Отчего реальность не в силах заимствовать у вымысла? В этом случае реальностью был результат упорядоченной цепи событий. Его ночное бдение определялось положением луны. Луна, в ее нынешней фазе, всходила каждой ночью примерно на час позже. Чуть позднее восьми в ту первую ночь, когда я оказался здесь. Потом в Девять… десять… одиннадцать. Теперь двенадцать. В полночь. С краю луна уже начинала уплощаться, стремясь к убыванию.

Если у вас достало терпения и вы проследили ход событий вместе со мною до этого момента, ваш ум владеет местом действия и обстоятельствами. Безлюдная точка в безлюдной засушливой земле, где когда-то возникали краткие всплески в прошлом привычной деятельности, прибывали дилижансы, сменялись упряжки. Место и род деятельности, что давно миновал и почти забылся, отринутый поступательным натиском того, что именуется у нас прогрессом. Старик, обитатель этих мест, доживающий свои отмеренные дни, устремленные к ночам.

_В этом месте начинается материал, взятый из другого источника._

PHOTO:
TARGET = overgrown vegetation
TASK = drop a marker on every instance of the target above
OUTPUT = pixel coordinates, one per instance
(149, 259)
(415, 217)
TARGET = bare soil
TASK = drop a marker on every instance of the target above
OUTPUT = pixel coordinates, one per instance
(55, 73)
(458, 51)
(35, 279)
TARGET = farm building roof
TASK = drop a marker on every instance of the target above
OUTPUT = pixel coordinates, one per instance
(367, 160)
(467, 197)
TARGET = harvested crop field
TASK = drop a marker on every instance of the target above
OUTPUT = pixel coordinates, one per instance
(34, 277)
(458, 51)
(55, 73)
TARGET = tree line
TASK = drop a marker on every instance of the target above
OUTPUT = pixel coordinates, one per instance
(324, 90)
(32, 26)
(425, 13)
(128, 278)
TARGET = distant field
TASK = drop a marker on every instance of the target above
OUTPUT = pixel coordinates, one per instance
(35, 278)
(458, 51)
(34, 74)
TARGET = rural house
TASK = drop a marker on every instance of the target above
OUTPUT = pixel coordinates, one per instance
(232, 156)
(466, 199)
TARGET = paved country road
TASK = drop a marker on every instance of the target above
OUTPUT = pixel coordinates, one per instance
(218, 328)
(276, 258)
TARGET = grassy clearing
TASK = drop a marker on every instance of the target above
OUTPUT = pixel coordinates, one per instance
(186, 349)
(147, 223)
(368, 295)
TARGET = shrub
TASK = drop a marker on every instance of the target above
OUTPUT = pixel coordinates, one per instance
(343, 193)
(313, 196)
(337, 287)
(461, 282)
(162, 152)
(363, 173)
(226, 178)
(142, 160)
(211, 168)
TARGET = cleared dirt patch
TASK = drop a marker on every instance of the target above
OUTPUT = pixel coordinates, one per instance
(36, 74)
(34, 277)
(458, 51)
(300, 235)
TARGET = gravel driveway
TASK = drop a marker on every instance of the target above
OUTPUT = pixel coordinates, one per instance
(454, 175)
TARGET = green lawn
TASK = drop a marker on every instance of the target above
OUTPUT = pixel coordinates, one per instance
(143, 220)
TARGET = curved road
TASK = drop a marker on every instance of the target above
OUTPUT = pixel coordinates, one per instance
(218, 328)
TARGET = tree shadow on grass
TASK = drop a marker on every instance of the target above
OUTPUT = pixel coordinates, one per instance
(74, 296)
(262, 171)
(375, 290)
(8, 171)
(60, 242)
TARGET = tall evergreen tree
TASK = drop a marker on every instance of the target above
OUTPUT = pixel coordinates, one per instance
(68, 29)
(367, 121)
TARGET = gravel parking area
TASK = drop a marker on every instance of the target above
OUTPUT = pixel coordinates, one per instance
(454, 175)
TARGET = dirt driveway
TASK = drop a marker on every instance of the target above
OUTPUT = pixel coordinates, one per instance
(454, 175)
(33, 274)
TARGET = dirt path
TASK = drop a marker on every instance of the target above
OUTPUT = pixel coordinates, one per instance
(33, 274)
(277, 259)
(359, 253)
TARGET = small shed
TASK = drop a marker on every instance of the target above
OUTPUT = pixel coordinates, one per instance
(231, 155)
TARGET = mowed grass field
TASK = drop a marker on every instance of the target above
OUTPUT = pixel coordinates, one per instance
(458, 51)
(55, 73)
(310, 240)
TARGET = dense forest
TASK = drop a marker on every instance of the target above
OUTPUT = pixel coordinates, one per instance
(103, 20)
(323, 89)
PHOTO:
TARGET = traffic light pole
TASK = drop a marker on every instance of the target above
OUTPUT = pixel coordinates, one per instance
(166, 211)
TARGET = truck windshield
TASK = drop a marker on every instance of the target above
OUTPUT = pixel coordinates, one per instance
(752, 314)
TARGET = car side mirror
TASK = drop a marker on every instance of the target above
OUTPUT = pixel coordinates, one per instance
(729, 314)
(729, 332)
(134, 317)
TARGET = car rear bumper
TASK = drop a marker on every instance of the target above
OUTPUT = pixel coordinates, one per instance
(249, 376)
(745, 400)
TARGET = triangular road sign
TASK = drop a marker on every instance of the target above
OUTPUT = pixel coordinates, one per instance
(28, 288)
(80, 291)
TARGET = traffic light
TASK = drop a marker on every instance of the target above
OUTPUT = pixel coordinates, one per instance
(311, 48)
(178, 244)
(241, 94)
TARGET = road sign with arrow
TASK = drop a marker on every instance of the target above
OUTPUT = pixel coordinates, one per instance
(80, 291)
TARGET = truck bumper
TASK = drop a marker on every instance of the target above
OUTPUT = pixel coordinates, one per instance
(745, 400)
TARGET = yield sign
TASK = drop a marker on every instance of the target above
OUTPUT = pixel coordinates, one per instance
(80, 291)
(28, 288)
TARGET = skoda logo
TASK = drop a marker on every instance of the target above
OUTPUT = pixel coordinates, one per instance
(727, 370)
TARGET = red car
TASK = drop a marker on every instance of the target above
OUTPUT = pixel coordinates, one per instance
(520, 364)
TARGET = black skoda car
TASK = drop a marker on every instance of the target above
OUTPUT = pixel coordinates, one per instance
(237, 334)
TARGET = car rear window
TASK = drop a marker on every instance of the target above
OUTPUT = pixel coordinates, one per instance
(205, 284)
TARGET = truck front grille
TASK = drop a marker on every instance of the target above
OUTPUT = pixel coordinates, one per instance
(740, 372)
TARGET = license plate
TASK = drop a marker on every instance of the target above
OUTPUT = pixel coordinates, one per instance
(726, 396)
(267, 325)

И с краю — я сам, что вторгся, путается, высматривает и оправдывает свое вторжение, чтоб лучше понять бесконечное многообразие способов, посредством которых мы, люди, мы, мошки, по выражению Кейбла, населяющие самый внешний слой одной из небольших планет, сталкиваемся лицом к лицу с неизбежной дилеммой бытия.

Полночь. Полночь в этом конкретном временном поясе, отмеренная по моим часам, и по лику луны, всходившей из-за обнажения древних скал. Он задул свою лампу и вышел на порог, и уселся на ступенях. Я тихо лежал в своем спальнике, и вот предчувствие подтолкнуло меня, я вскочил и стал красться вдоль сарая. Он был там, на открытом поле, в лунном свете, выйдя из тени скал, и двигался вниз, к старому дереву. Глядеть, куда он шел, не было смысла, но я сделал это. Никого, Абсолютно никого.

В спешке он ускорил шаг. Потом побежал. Его старческий голос взлетел, умоляюще дрожа в ночном неподвижном воздухе. «Джонни! — звал он. — Постой! Постой!» Он оступился и упал ничком, к самым корням дерева. Я видел, как бьет по земле старческая рука, сжатая в кулак, потом он затих.

Я вышел на открытое место, отправился вниз, к нему. Когда я подошел, он уже перевернулся и, подтянув ноги, сел. Он взглянул на меня, но не думаю, что увидел. Попытался встать; ему это удалось, и побрел к хижине, припадая на ногу. Я шел следом, протянув для поддержки руку. Он оперся на меня чуть-чуть своим дряхлым весом — отозвавшись, я бы сказал, телом, а не рассудком. Вместе мы прошли к хижине, вошли внутрь, и я помог ему опуститься на край койки, а сам отошел и сел напротив, на скамью у стены. Луна бросала из окна достаточно рассеянного света, чтобы я мог различить его там, на краю койки.

Мы оба молчали. Но я чувствовал: он знает, что я рядом. Он был рад, что рядом есть кто-то, и у него хватает ума молчать и просто быть здесь.

Я услыхал, как он, шумно вобрав в себя воздух, глубоко вздохнул.

«Кое-что тут и правда случилось», — сказал он.